Bitcoin mining is performed by high-powered computers solving complex computational math problems. When a computer solves a puzzle, it then stores that information in a blockchain. A blockchain is a database storing bitcoin transaction records that is distributed across peer-to-peer network. When bitcoin miners add a new block of transactions to the blockchain, they are awarded bitcoin. As simple as that sounds, bitcoin is only awarded to the miners that solve the puzzles first. The competition surrounding bitcoin mining led to individuals seeking out more powerful computers, faster internet connection, and cheaper infrastructural services, especially electricity, to maximize the possibility of profiting from bitcoin mining.

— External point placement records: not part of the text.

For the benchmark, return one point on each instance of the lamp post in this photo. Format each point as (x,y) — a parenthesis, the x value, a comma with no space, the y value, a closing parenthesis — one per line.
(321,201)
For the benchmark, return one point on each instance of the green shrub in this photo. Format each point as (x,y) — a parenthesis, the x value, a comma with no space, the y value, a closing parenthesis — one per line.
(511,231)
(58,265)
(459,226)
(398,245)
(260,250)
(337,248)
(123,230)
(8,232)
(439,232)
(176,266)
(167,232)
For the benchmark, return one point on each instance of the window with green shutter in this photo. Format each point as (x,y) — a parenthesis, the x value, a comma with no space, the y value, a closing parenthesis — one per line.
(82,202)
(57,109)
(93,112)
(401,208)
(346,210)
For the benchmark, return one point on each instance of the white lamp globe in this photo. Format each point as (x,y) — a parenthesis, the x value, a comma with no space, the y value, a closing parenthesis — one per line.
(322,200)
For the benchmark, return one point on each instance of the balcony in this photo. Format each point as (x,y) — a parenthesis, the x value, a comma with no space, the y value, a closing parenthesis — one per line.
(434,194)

Unfortunately, there is a darker side to that modern treasure hunt for riches. Computers must be run continuously and as a result, create significant demands on the energy sector. A typical server consumes approximately 1.5 kilowatts of energy. Multiply that by the hundreds of thousands of machines engaged in Bitcoin mining, and the environmental impact is significant. Bitcoin miners have also started to locate their computational mining equipment in geographical locations that have less restrictive environmental regulations and that offer cheap energy in order to enhance their profits. As a result, cryptocurrency mining has relied on both dirty energy sources, such as coal, as well as renewable energy. Depending on the energy source, researchers estimate that crypto mining can produce up to 15 million tons of global carbon emissions annually. Yet, local and federal governments have not created regulatory oversight mechanisms to address these new environmental issues caused by crypto mining. Undoubtedly, as new kinds of cryptocurrencies emerge and gain popularity, new regulations directing actions of bitcoin miners will have to be considered in the near future.